Neunter Bezirk. Ich weiß, wo ich raus und mit welcher Tramway ich weiterfahren muss. Ich setze mich auf einen Fensterplatz und starre die Scheibe an, statt durch sie hindurch. Meine zweite Hand umklammert die Hundeleine. Kein Sitzplatz in der Tramway. Schubsen, Husten, Drängeln, immer dasselbe. Als wären dort immer dieselben Leute, seit Jahrzehnten, wenn ich Tramway fahre. Zu viele Menschen jedes Mal. Heinz senkt den Kopf zwischen die Hosenbeine.
Bei der nächsten Haltestelle muss ich raus. Auf einmal kann ich mich nicht mehr bewegen, nur noch mit den Augen rollen. Ich will um Hilfe schreien. Mein Herz rast. Atme ich noch? Festgeklebt, eingefroren, angewachsen. Panik. Bei der Endstation rempelt mich jemand an, die Starre löst sich, ich spüre meine Atmung wieder.
Schottentor. Hier wollte ich gar nicht hin. Die Sonne scheint stechend, wie vor einem Gewitter. Es wird über den Ring gegangen. Menschen demonstrieren für ein neues Gesetz gegen Tierquälerei, tragen selbst gebastelte Schilder, Transparente. Viele Hunde sind dabei. Es wird gekläfft und trotzig geschaut. Von Mensch wie Tier. Heinz wittert das Rudel. Er zieht mich in die Menge hinein. Sprechchöre.
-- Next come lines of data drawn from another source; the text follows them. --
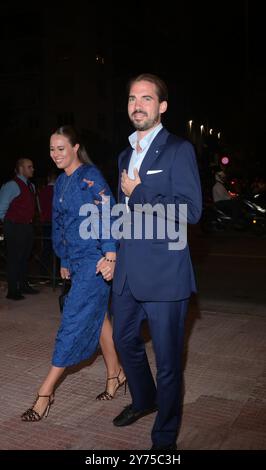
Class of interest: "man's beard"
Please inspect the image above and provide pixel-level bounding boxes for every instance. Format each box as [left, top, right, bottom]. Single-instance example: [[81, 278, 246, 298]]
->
[[130, 114, 160, 131]]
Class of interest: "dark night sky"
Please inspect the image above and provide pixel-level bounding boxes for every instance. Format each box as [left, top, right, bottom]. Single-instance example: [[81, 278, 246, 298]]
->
[[3, 0, 266, 179]]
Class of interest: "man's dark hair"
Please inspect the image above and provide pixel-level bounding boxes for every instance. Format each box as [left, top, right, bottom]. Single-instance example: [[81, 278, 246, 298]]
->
[[127, 73, 168, 103]]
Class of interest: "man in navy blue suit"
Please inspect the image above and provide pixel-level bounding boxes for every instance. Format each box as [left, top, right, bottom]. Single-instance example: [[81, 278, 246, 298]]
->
[[112, 74, 202, 449]]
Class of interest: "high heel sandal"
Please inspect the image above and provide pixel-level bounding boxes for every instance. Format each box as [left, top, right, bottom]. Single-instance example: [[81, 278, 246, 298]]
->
[[96, 369, 127, 400], [21, 393, 54, 421]]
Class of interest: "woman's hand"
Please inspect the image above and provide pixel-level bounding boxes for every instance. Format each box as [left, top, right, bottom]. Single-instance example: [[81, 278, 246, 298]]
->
[[96, 252, 116, 281], [60, 268, 70, 279]]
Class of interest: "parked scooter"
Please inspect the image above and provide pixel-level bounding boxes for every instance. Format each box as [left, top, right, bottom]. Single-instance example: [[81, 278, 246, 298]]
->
[[200, 195, 266, 236]]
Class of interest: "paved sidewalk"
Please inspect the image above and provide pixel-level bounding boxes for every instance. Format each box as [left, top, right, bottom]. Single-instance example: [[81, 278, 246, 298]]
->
[[0, 287, 266, 450]]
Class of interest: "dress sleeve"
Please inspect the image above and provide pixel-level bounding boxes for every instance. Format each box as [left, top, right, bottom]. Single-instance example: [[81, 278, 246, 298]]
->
[[82, 166, 117, 254], [52, 178, 69, 268]]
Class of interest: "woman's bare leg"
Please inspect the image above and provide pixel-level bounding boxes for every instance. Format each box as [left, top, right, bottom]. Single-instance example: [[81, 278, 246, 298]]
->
[[28, 366, 65, 416], [100, 315, 125, 395]]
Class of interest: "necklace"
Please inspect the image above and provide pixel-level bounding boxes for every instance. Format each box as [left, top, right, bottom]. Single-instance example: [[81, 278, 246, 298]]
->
[[59, 173, 74, 202]]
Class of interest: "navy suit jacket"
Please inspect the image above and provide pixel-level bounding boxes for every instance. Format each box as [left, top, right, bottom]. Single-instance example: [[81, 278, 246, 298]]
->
[[113, 128, 202, 302]]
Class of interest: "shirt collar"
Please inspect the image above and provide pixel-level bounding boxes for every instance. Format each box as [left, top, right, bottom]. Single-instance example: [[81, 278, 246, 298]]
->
[[17, 175, 28, 184], [128, 122, 163, 151]]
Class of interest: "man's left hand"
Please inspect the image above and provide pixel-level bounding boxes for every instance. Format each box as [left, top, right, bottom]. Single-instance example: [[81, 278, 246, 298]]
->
[[121, 168, 141, 197]]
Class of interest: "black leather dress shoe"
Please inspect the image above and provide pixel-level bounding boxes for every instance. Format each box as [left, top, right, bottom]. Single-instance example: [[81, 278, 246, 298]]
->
[[151, 442, 177, 450], [113, 404, 157, 426], [21, 284, 40, 294], [6, 292, 25, 300]]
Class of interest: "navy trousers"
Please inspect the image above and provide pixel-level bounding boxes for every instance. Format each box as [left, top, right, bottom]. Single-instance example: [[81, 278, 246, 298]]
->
[[112, 282, 189, 446]]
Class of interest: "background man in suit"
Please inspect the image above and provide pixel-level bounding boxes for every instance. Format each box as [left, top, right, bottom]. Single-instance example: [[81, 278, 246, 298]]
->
[[0, 158, 39, 300], [112, 74, 202, 449]]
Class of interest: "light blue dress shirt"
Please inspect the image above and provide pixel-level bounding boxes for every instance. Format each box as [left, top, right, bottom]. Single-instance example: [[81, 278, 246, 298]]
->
[[126, 123, 163, 207]]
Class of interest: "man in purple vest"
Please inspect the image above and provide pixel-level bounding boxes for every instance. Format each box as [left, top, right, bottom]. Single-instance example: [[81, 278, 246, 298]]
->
[[0, 158, 38, 300]]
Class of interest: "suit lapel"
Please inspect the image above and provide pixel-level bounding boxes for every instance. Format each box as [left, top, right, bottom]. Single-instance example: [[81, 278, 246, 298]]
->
[[139, 128, 169, 181], [118, 147, 133, 204]]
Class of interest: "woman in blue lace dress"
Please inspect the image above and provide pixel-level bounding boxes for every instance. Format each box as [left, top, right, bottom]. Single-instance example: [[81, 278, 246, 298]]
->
[[21, 126, 126, 421]]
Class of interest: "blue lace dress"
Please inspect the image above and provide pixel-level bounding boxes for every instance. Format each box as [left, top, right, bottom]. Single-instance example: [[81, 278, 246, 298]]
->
[[52, 165, 116, 367]]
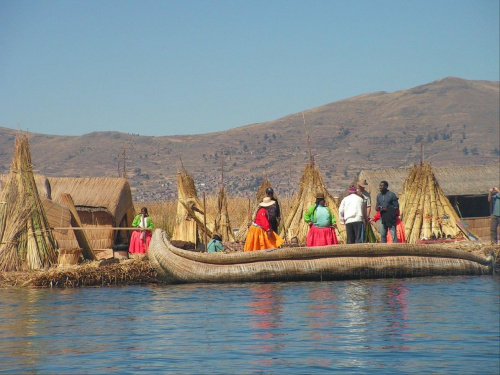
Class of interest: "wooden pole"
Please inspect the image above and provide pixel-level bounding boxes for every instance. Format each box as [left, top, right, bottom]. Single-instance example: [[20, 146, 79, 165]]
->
[[59, 194, 96, 260], [203, 192, 208, 252]]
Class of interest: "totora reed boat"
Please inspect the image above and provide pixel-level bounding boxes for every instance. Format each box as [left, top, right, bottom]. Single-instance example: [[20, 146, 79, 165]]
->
[[149, 229, 494, 283]]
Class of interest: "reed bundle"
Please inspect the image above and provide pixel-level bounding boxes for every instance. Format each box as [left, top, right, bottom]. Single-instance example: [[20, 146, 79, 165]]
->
[[0, 259, 157, 288], [235, 177, 272, 241], [281, 163, 346, 243], [399, 163, 464, 244], [0, 135, 57, 271]]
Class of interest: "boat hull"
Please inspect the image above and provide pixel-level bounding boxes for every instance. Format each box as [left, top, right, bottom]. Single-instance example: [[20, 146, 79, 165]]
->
[[149, 230, 494, 283]]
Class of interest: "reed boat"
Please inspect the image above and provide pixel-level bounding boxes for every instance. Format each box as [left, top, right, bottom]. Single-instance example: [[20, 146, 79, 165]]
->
[[149, 229, 494, 284]]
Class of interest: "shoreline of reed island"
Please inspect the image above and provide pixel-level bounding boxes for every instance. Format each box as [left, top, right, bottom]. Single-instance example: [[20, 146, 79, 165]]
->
[[0, 256, 158, 288], [0, 244, 500, 288]]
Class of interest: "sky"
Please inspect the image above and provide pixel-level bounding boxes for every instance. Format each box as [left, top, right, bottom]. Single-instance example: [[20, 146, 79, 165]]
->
[[0, 0, 500, 136]]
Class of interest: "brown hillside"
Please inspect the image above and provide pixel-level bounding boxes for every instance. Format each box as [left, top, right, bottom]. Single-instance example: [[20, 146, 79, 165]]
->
[[0, 78, 500, 200]]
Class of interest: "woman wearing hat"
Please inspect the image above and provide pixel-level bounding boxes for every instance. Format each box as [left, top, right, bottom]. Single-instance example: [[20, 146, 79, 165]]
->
[[244, 197, 284, 251], [304, 194, 338, 246]]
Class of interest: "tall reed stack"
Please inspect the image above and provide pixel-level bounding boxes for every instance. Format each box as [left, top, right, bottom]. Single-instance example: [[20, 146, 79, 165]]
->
[[0, 135, 57, 271], [172, 169, 215, 244], [281, 163, 346, 244], [235, 177, 272, 242], [214, 186, 235, 242], [399, 163, 464, 244]]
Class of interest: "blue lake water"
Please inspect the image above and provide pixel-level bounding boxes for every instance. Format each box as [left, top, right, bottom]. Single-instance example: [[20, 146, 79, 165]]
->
[[0, 276, 500, 374]]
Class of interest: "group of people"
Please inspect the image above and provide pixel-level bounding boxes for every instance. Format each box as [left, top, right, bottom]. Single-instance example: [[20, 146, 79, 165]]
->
[[129, 180, 500, 254], [129, 180, 410, 254], [244, 180, 405, 251], [304, 180, 405, 246]]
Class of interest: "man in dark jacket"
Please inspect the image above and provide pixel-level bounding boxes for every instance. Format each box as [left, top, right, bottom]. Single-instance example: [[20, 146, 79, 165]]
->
[[376, 181, 399, 243]]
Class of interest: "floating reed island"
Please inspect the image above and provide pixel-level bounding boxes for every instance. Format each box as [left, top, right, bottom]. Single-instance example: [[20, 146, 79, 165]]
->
[[0, 257, 158, 288], [0, 136, 500, 288]]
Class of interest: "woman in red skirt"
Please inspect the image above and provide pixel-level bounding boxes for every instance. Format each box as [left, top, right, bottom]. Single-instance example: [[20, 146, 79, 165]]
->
[[128, 207, 155, 254]]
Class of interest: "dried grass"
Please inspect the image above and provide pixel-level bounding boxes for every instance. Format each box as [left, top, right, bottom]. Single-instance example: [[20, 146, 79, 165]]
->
[[0, 135, 57, 271], [0, 258, 158, 288]]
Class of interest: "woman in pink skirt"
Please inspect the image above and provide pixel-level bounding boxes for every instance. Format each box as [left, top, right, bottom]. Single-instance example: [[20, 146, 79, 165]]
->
[[129, 207, 155, 254]]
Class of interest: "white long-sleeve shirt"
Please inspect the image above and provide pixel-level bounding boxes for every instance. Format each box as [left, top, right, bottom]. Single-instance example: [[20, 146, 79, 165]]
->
[[339, 194, 363, 224]]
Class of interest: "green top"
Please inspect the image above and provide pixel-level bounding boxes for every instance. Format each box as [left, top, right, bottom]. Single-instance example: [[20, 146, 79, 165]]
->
[[207, 239, 224, 253], [304, 204, 337, 227], [132, 214, 155, 229]]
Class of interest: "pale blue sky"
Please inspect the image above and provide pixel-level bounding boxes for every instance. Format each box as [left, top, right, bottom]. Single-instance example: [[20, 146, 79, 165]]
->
[[0, 0, 500, 136]]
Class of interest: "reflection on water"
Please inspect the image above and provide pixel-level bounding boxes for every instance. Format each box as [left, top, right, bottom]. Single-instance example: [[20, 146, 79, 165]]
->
[[0, 277, 500, 374]]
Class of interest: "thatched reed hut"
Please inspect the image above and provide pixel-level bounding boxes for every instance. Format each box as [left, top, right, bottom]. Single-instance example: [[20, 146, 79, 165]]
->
[[359, 164, 500, 240], [40, 177, 135, 250]]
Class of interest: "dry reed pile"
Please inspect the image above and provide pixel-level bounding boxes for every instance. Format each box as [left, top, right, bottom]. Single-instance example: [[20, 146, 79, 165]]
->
[[0, 259, 157, 288], [235, 177, 272, 242], [399, 163, 464, 243], [280, 163, 346, 243], [172, 169, 215, 244], [0, 135, 57, 271]]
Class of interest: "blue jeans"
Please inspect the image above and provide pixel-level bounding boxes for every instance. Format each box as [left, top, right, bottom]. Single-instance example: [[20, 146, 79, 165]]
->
[[380, 222, 398, 243]]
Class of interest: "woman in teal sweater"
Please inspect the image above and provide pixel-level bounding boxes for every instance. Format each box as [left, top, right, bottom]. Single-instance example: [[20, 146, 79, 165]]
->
[[304, 194, 338, 246]]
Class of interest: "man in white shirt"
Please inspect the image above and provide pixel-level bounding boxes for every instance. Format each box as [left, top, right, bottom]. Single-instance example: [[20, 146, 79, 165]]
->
[[339, 186, 365, 243]]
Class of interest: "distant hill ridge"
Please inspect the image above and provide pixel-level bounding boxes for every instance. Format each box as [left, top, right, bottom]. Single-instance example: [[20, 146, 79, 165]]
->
[[0, 77, 500, 201]]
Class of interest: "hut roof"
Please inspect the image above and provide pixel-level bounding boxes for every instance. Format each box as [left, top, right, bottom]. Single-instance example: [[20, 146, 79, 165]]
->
[[359, 164, 500, 196], [45, 177, 133, 224]]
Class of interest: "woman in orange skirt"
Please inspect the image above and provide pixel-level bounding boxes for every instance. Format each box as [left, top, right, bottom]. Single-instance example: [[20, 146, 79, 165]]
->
[[244, 197, 284, 251]]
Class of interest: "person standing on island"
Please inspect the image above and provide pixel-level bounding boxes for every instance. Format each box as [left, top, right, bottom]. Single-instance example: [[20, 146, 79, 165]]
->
[[488, 187, 500, 245], [357, 180, 372, 243], [129, 207, 155, 254], [377, 181, 399, 243], [243, 197, 284, 251], [304, 194, 338, 246], [339, 185, 365, 244], [266, 187, 281, 233], [207, 234, 225, 253]]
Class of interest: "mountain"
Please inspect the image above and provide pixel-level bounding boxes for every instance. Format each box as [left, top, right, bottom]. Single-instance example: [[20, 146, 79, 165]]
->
[[0, 77, 500, 201]]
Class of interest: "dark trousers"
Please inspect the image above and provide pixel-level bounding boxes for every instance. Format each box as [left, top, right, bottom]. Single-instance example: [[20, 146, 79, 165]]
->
[[490, 215, 500, 244], [345, 221, 363, 243]]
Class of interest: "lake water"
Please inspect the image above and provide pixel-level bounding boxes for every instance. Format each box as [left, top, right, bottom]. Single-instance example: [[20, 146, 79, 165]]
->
[[0, 276, 500, 374]]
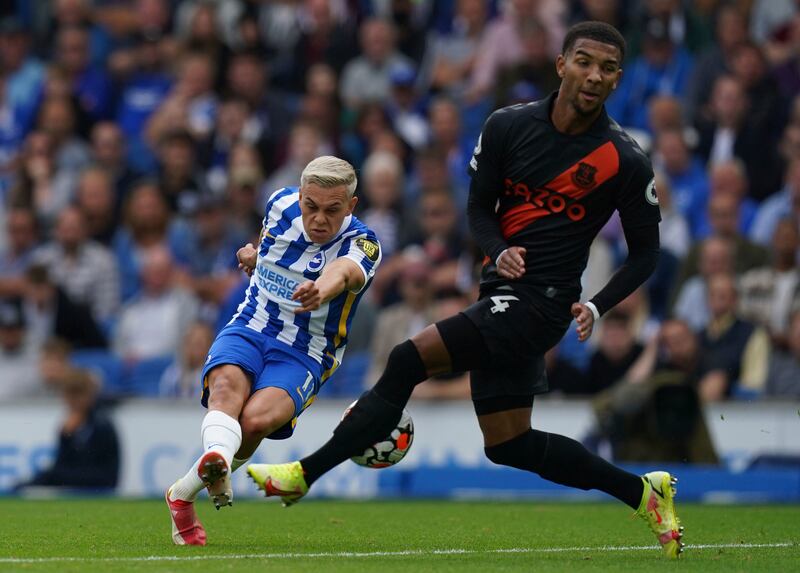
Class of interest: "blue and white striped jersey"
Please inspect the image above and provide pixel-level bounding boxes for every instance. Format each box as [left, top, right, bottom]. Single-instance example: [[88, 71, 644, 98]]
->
[[228, 187, 381, 381]]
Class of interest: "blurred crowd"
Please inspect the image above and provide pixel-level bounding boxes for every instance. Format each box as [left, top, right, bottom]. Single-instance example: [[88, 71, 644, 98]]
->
[[0, 0, 800, 420]]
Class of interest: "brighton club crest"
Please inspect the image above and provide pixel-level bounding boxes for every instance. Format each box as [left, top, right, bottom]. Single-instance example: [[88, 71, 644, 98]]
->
[[572, 161, 597, 189], [306, 251, 325, 273]]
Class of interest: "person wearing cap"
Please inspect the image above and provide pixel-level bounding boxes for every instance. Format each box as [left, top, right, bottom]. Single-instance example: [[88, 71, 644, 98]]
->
[[0, 298, 43, 400], [14, 368, 120, 492]]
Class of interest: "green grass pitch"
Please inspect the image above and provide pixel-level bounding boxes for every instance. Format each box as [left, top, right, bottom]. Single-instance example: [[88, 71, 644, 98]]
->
[[0, 499, 800, 573]]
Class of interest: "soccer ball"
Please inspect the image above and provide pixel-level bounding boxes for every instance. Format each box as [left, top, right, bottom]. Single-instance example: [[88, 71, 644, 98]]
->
[[342, 402, 414, 469]]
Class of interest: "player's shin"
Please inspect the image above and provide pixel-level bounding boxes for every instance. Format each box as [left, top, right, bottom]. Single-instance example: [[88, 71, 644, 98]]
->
[[485, 430, 644, 509]]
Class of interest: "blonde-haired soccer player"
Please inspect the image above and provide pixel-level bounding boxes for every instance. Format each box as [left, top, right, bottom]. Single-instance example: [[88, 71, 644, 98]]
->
[[166, 156, 381, 545]]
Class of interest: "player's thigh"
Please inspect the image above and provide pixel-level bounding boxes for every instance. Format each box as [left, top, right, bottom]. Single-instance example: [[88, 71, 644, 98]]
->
[[239, 386, 297, 438], [201, 329, 264, 417], [478, 407, 532, 448]]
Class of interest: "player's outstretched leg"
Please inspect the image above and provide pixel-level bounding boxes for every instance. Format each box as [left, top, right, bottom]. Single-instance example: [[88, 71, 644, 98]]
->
[[166, 410, 242, 545], [248, 314, 488, 505], [165, 482, 206, 545], [476, 422, 683, 558], [636, 471, 683, 559]]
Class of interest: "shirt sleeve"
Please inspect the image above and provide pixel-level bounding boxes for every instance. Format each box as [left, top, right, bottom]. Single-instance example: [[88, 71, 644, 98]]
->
[[467, 110, 508, 261], [338, 231, 383, 292]]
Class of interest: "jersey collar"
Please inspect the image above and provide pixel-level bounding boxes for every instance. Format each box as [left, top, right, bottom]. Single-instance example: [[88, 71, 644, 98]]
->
[[300, 215, 353, 245], [533, 90, 609, 136]]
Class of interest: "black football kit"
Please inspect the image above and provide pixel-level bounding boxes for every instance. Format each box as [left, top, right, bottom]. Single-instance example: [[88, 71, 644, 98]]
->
[[464, 94, 661, 400]]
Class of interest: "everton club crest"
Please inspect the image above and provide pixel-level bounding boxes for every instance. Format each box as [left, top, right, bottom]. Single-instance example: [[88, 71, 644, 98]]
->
[[572, 161, 597, 189]]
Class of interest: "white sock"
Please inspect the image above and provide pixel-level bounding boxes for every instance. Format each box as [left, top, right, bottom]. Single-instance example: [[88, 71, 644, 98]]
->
[[200, 410, 242, 467], [170, 410, 242, 501], [231, 456, 250, 473], [169, 456, 205, 501]]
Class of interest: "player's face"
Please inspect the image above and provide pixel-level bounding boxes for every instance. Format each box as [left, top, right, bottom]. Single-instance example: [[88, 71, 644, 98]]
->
[[556, 38, 622, 115], [300, 183, 358, 244]]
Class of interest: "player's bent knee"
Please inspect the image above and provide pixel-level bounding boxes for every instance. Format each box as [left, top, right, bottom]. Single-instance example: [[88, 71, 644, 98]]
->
[[239, 402, 292, 439]]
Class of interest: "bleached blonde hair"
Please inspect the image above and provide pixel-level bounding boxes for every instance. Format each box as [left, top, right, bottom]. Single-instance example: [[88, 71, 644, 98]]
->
[[300, 155, 358, 199]]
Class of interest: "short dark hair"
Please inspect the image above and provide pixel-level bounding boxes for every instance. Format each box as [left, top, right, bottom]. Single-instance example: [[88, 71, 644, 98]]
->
[[561, 21, 625, 60]]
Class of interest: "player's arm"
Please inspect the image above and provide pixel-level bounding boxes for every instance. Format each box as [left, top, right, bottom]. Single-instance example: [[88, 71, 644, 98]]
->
[[572, 223, 659, 342], [467, 111, 525, 278], [292, 257, 366, 314], [572, 160, 661, 341]]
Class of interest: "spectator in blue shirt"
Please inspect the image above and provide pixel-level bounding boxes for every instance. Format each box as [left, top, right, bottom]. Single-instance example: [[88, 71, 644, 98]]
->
[[653, 129, 709, 237]]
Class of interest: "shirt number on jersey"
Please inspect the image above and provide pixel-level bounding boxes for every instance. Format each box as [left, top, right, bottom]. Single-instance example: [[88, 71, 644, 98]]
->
[[469, 134, 483, 171], [490, 294, 519, 314]]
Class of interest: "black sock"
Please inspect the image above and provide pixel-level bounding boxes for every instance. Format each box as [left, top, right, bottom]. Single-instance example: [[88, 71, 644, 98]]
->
[[300, 341, 428, 486], [485, 430, 644, 509]]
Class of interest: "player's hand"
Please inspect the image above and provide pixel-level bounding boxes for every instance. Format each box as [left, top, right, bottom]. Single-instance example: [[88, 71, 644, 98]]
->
[[236, 243, 258, 277], [292, 281, 322, 314], [497, 247, 525, 279], [571, 302, 594, 342]]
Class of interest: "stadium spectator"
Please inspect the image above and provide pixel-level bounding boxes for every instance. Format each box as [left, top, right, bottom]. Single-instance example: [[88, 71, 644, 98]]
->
[[386, 65, 430, 149], [697, 75, 780, 200], [172, 195, 247, 305], [672, 236, 734, 332], [364, 252, 436, 388], [420, 0, 488, 98], [340, 19, 414, 111], [593, 320, 724, 464], [111, 30, 173, 171], [225, 143, 264, 236], [0, 298, 44, 401], [145, 52, 217, 146], [494, 20, 559, 107], [677, 193, 768, 287], [33, 206, 120, 323], [37, 95, 91, 177], [113, 180, 179, 301], [90, 121, 142, 207], [696, 159, 758, 239], [225, 51, 294, 173], [75, 167, 119, 247], [282, 0, 358, 93], [0, 16, 45, 183], [765, 312, 800, 399], [55, 25, 113, 124], [158, 130, 211, 215], [739, 219, 800, 348], [465, 0, 566, 103], [24, 264, 106, 349], [656, 172, 691, 261], [0, 207, 39, 297], [684, 4, 748, 121], [653, 128, 709, 237], [428, 97, 477, 208], [700, 273, 770, 401], [15, 369, 120, 492], [8, 131, 76, 229], [544, 345, 589, 396], [199, 98, 261, 194], [731, 41, 788, 143], [586, 310, 644, 394], [261, 121, 322, 196], [608, 16, 693, 133], [112, 242, 198, 364], [750, 156, 800, 245], [359, 151, 405, 259], [158, 322, 214, 398]]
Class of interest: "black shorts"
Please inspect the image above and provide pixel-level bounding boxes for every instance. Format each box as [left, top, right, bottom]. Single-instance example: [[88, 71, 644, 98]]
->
[[462, 287, 578, 401]]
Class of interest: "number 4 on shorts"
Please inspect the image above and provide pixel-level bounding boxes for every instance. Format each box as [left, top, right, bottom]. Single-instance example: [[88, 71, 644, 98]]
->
[[491, 294, 519, 314]]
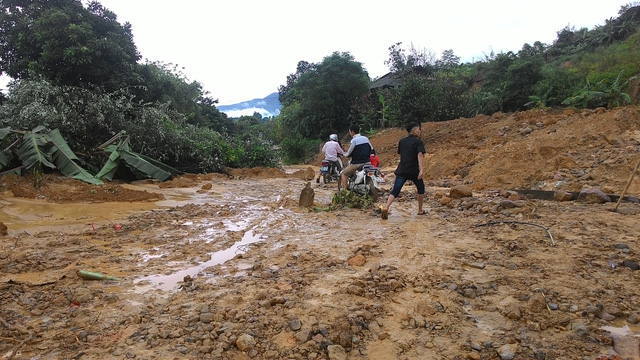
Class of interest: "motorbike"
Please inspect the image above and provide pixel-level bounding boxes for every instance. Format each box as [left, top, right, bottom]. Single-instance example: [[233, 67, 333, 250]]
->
[[320, 159, 342, 184], [338, 164, 384, 201]]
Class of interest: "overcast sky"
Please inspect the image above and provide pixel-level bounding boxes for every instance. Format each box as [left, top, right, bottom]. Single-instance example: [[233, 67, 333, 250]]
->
[[2, 0, 627, 105]]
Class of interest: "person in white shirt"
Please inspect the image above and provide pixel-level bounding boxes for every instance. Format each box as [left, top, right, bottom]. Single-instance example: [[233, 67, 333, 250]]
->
[[316, 134, 344, 183]]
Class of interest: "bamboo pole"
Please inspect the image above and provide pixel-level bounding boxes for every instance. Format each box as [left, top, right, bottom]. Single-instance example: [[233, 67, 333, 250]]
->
[[613, 159, 640, 211]]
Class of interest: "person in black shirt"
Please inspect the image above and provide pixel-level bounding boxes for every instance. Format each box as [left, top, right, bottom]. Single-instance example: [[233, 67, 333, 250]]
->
[[340, 124, 373, 189], [382, 122, 427, 219]]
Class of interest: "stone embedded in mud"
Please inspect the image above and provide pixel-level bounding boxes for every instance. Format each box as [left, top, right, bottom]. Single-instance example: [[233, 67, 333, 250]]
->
[[200, 313, 213, 324], [236, 334, 256, 351], [74, 287, 93, 304], [598, 312, 616, 321], [327, 345, 347, 360], [347, 254, 367, 266], [627, 311, 640, 324], [578, 187, 611, 204], [449, 185, 473, 199], [553, 190, 573, 201], [289, 319, 302, 331], [622, 260, 640, 271], [498, 344, 519, 360]]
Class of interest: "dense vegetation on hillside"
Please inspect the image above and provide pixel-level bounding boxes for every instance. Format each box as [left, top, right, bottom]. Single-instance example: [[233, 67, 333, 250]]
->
[[0, 0, 640, 175], [272, 3, 640, 161]]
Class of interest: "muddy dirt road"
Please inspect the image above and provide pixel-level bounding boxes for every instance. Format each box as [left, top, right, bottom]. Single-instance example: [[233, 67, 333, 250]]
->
[[0, 105, 640, 360]]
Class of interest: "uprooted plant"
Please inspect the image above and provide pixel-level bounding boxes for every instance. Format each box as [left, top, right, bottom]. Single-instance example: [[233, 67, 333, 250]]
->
[[0, 126, 180, 187]]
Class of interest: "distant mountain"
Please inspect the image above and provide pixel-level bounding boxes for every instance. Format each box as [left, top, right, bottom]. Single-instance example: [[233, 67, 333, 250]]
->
[[216, 92, 282, 118]]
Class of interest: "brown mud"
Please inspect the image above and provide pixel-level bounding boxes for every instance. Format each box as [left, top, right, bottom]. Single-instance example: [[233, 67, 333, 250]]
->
[[0, 107, 640, 360]]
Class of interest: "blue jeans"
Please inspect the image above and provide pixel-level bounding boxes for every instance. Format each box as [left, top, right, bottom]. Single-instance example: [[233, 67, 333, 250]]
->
[[391, 175, 424, 197]]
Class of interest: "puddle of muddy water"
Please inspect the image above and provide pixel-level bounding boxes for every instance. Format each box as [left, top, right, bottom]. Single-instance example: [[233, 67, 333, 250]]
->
[[134, 230, 264, 294]]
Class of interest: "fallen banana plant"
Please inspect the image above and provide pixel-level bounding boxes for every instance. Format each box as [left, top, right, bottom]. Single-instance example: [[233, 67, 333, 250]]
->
[[476, 220, 556, 246], [0, 126, 181, 185]]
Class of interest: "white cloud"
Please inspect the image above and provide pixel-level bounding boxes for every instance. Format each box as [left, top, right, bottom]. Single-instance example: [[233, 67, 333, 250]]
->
[[223, 107, 280, 118]]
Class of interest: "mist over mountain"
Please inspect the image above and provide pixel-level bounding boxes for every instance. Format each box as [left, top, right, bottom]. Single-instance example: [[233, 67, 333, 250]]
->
[[216, 92, 282, 118]]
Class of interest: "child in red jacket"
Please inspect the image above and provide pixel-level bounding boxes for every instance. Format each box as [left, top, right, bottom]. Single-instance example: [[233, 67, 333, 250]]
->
[[369, 149, 380, 167]]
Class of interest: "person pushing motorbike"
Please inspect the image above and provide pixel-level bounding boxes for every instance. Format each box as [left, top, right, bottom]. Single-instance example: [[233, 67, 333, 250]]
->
[[340, 124, 373, 189], [316, 134, 344, 183]]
Ich verstehe nur »Mör-der«. Wir bewegen uns im Kreis mit Transparenten auf Beinen und Mädchen mit Spaghetti-Trägerleibchen. Ihre Tiere gehen ruhig neben ihnen her. Zu meiner Rechten ein Schäferhund, hinter uns zwei drahtige Gebilde mit großen Augen, nicht angeleint. Heinz grinst sie an. Sie machen fast synchron einen Sprung zurück. Hundeballett. Ich versuche, am Rand zu bleiben. Ein paar dicke alte Leute drücken mich in die Mitte, Heinz verschwindet, die Leine spannt sich. Ohne hätte er mich längst verloren. Ich stolpere. Hinter mir sagt eine Stimme: »Du, pass auf.« Die Leine hängt durch, Heinz ist wieder bei Knie. Von unten Schweißwärme, von hinten wieder die Stimme: »Du, geh weiter!« Ich drehe mich um. Ein altersloser Bierfahnenträger mit Augen wie ein frisch geborenes Kalb. Ob er weiß, warum er da ist? Er hört nicht auf zu atmen, ich drehe mich weg und mein Nacken wird feucht. Mit seinem Oberkörper presst er mich in die weiche Frau vor mir, in dunkle Haare, die an ihrer Schulter kleben und nach Marillen riechen oder Pfirsichen. Ein einzelnes Haar hängt auf ihrem Leibchen. Mein Herz klopft laut. Ich befreie meine Hand aus der Enge zwischen ihr und mir und nehme ihr einzelnes Haar zwischen zwei Finger, ohne sie zu berühren. Dann stecke ich die Hand in die Jackentasche, drücke das Haar in ein Taschentuch darin. Jetzt muss ich hier raus. Von hinten ein Schubs, der mich wieder in die weiche Frau drückt. Ich bekomme keine Luft mehr. Heinz zieht schon wieder. Die weiche Frau bleibt stehen und fährt herum. Ihr Gesicht ist Funkeln, Zucken, Unruhe. Augenbrauen, die über der Nase fast zusammenwachsen. Frida Kahlo ohne Schmuck. Ich will mich entschuldigen, sage: »Ich .« Die Leine zieht und zieht, der Griff rutscht mir aus der Hand. Frida Kahlo kneift die Augen zusammen. Ich rufe: »Heinz!« Der Hund ist weg, mir wird schlecht.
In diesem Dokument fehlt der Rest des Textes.